The judge, in his ruling, said the “application brought under Order 55 is struck out, as prayed, for non-compliance”.

A “cost of GHS6,000”, he added, “is awarded against the applicant”.



On 25 April 2020, however, the court granted Mr George’s ex-parte injunction application against the EC’s decision to hold a workshop at the City Escape Hotel in his constituency.

The EC’s planned workshop for its directors and deputies was scheduled for April 24 to 29 at Prampram to discuss the compilation of a new voter register.
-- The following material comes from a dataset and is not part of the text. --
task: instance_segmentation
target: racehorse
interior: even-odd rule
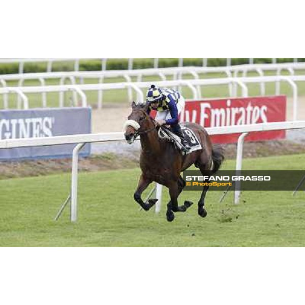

Reacting to the court’s decision at the time, Mr George said: “That decision by a Commissioner who is a lawyer and her deputy, who is a political science university don, is most unfortunate as it is a flagrant disregard for law and abuse of legal reasoning. As Member of Parliament for the area and a responsible citizen who respects the laws of the land, I felt obliged to seek legal representation to stop what amounts to an illegal action by a constitutional body.

“I am committed to continuing representing my people in the best way possible especially in these trying pandemic times. This is my modest contribution to ensuring the rule of law is respected and that we overcome the COVID-19 scourge.

“It is my hope that persons entrusted with public responsibility and who ought to act in the best interests of the citizenry are so minded. We need to remain Citizens and not spectators.